Systemic shock is diagnosed in the presence of the above symptoms and persistent intractable sepsis-induced hypotension  – systolic pressure below 90 mm Hg. Art., mean arterial pressure below 70 mm Hg, or due to sepsis, a decrease in blood pressure by 40 mm Hg. Art. and more .

 Septic Shock Summary:

  1. Septic shock is characterized by fever and hypotension
  2. Septic shock is a leading cause of death in ICUs and has a mortality rate of 30-50%.
  3. Also cause disseminated intravascular coagulation (DIC) due to activation of the coagulation system, resulting in thrombosis, tissue ischemia and ultimately multiple organ failure.
  4. Endotoxin effects are due to induction of the production of cytokines, including interleukin-1 (IL-1) and tumor necrosis factor (TNF).
  5. Intravenous fluids are sterilized by filtration to eliminate LPS, since it cannot be inactivated by heat.
  6. Endotoxin-like effects can be also caused by teichoic or lipoteichoic acids of Gram-positive organisms, like S. aureus



  1. Molecular mimicry can result in the production of antibodies that cross react with bacterial antigens and host antigens.
  2. Ex. M protein of Streptococcus pyogenes induces production of antibodies that cross react with joint, heart, and brain tissue.  The resulting inflammation produces arthritis, carditis, and chorea associated with rheumatic fever.


Study Questions

  1. What is the difference between the LD50 and the ID50? Why are these measures of virulence measured in terms of 50% of an experimental population?
  2. What does the term “virulence” mean? If I tell you that Shigella species are more virulent than Salmonella species, and that Bob ate 1 cup of salad contaminated with Salmonella and Barb ate 1 cup of salad contaminated with Shigella, who would you predict will get sick or get sick first?  Why?
  3. If Barb didn’t get sick from eating the Salmonella-contaminated salad, what 2 basic requirements for the production of infectious disease were not likely met?
  4. What host factors can increase the likelihood that exposure to an infectious agent will result in disease?
  5. People with defective or deficient humoral immune responses are more susceptible to infections with ____________________.
  6. List at least 4 ways in which one can become immunocompromised.
  7. For an immunocompetent person, the most likely outcome of an exposure to an infectious agent is ___________________________.
  8. What is the difference between a chronic and a latent infection?
  9. What are the 2 general mechanisms by which bacteria cause disease and how do they differ?

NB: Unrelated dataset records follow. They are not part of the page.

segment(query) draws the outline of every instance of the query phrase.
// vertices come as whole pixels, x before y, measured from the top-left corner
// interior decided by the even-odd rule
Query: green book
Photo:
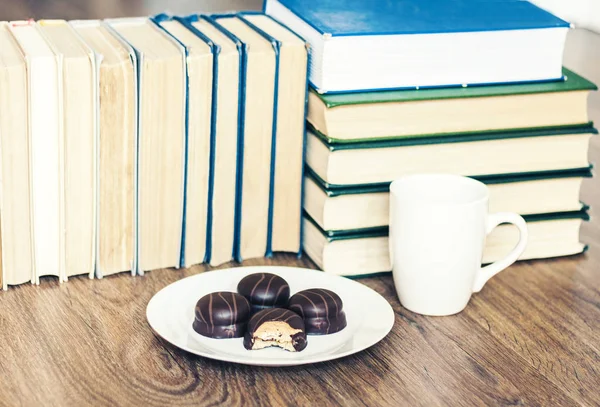
[[[518,172],[510,174],[482,175],[472,177],[486,185],[511,184],[520,182],[550,181],[571,178],[592,178],[594,166],[571,168],[566,170]],[[361,195],[389,192],[390,182],[378,184],[335,185],[323,181],[310,167],[306,167],[306,177],[313,181],[327,196]]]
[[[474,177],[490,190],[491,212],[521,215],[577,212],[585,178],[592,167],[557,171]],[[323,230],[357,230],[384,227],[389,219],[389,182],[332,185],[310,167],[304,181],[304,210]]]
[[[525,216],[528,244],[519,260],[544,259],[583,253],[579,230],[589,220],[587,208],[573,212]],[[487,237],[482,264],[497,261],[517,244],[511,225],[500,225]],[[348,277],[389,272],[388,228],[326,232],[304,215],[304,250],[323,271]],[[435,255],[435,253],[432,253]]]
[[[337,142],[585,124],[589,80],[309,94],[308,121]]]
[[[309,126],[306,162],[324,182],[344,186],[389,183],[422,172],[482,177],[557,171],[588,167],[589,141],[597,133],[588,123],[338,143]]]

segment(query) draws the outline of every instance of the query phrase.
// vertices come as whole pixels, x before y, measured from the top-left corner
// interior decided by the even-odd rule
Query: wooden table
[[[600,83],[600,36],[574,31],[567,49],[567,66]],[[590,102],[600,122],[600,95]],[[598,179],[582,198],[600,208]],[[0,293],[0,405],[600,405],[598,218],[582,240],[586,255],[515,265],[452,317],[403,309],[391,277],[363,279],[394,308],[390,335],[357,355],[294,368],[203,359],[153,334],[149,299],[202,266],[62,285],[46,278]],[[314,267],[289,255],[244,265],[258,264]]]

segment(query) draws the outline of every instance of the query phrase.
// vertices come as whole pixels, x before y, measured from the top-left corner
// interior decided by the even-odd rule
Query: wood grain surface
[[[145,4],[158,2],[0,0],[0,19],[142,15]],[[600,83],[600,36],[573,31],[565,61]],[[590,110],[600,122],[600,94],[590,97]],[[600,158],[599,140],[592,141],[592,161]],[[599,185],[598,178],[586,181],[582,195],[596,208]],[[597,406],[596,213],[582,230],[588,253],[519,263],[494,277],[456,316],[405,310],[389,276],[361,280],[392,304],[392,332],[359,354],[301,367],[212,361],[153,334],[145,317],[150,298],[205,271],[203,266],[135,278],[72,278],[67,284],[44,278],[40,287],[12,287],[0,293],[0,406]],[[291,255],[244,263],[259,264],[314,267]]]

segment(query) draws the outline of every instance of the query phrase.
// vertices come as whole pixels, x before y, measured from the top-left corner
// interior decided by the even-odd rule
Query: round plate
[[[309,335],[302,352],[280,348],[250,351],[244,348],[242,338],[212,339],[197,334],[192,329],[196,302],[211,292],[237,291],[238,282],[252,273],[283,277],[292,295],[308,288],[335,291],[344,303],[348,326],[331,335]],[[152,297],[146,316],[152,329],[178,348],[211,359],[257,366],[293,366],[341,358],[376,344],[394,326],[392,307],[369,287],[322,271],[292,267],[239,267],[184,278]]]

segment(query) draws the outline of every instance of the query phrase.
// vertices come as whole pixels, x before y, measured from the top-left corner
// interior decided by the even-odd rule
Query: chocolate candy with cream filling
[[[288,308],[304,319],[309,335],[329,335],[347,325],[342,299],[333,291],[311,288],[300,291],[290,298]]]
[[[241,338],[250,319],[250,303],[238,293],[219,291],[196,303],[194,331],[209,338]]]
[[[290,352],[306,348],[304,321],[285,308],[269,308],[257,312],[248,322],[244,347],[248,350],[280,347]]]
[[[283,278],[271,273],[254,273],[240,280],[237,286],[252,306],[252,312],[285,307],[290,298],[290,286]]]

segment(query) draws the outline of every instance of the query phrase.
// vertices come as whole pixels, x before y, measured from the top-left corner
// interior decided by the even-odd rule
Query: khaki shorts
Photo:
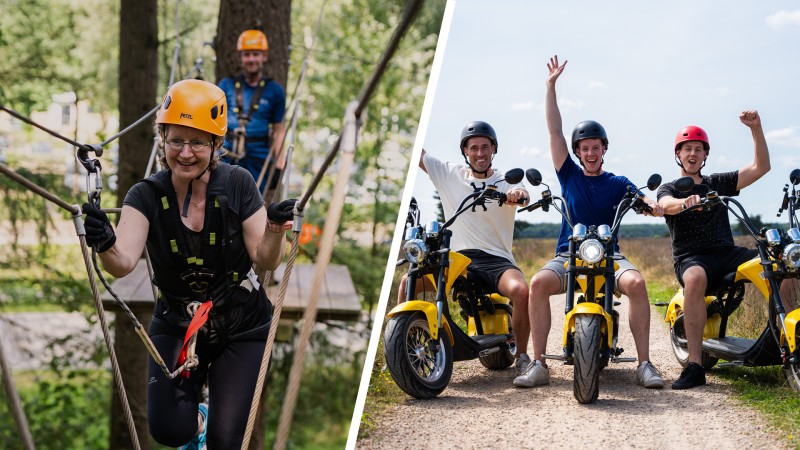
[[[638,270],[636,269],[636,267],[634,267],[633,264],[631,264],[630,261],[628,261],[621,254],[614,253],[614,257],[619,258],[614,260],[614,262],[616,262],[617,265],[619,266],[619,269],[617,269],[617,271],[614,272],[614,281],[616,285],[619,286],[619,277],[621,277],[623,273],[629,270],[634,270],[638,272]],[[567,292],[567,282],[566,282],[567,268],[564,267],[564,264],[566,264],[567,261],[569,261],[569,258],[567,258],[566,256],[556,256],[555,258],[548,261],[547,264],[544,265],[544,267],[539,269],[540,272],[542,270],[549,270],[558,275],[558,279],[561,282],[561,290],[559,291],[559,294]]]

What are the clinical manifestations of these 2 different mechanisms?
  10. What are the 4 typical stages of an infectious disease?
  11. What are the clinical signs of the prodrome and why are they the same regardless of the infectious agent?
  12. What are 3 bacterial structures that mediate adherence and why are they considered virulence factors? What types of surfaces do bacteria adhere to?
  13. List 5 bacterial virulence factors that enable bacteria to invade (or spread through) tissues of the body and how they do this. Which ones function to evade the immune response?
  14. What is the difference between pyogenic and granulomatous inflammation? What is pus composed of?
  15. Why is the ability of a bacterium to invade and survive inside a cell considered a virulence factor?
  16. What is the definition of an exotoxin? Of an endotoxin? Which one would you guess might be listed on the Homeland Security’s list of potential biowarfare agents?  Why?
  17. Do endotoxins or exotoxins make the best vaccines? Do they have to be in their active form to elicit an immune response? Do they need to be associated with the bacterial cell that produces them to be effective?
  18. Do all exotoxins have the same mode of action?
  19. What is the main endotoxin found in Gram-negative cells and what are the 2 most serious clinical syndromes it causes? How does endotoxin produce these syndromes?
  20. What is the main endotoxin found in Gram-positive cells?
  21. Where are the genes for exotoxins and endotoxins usually located? What are the consequences of this?
  22. Describe 2 examples of immunopathogenesis.
  23. How can some bacteria be pathogenic even when they are no longer viable?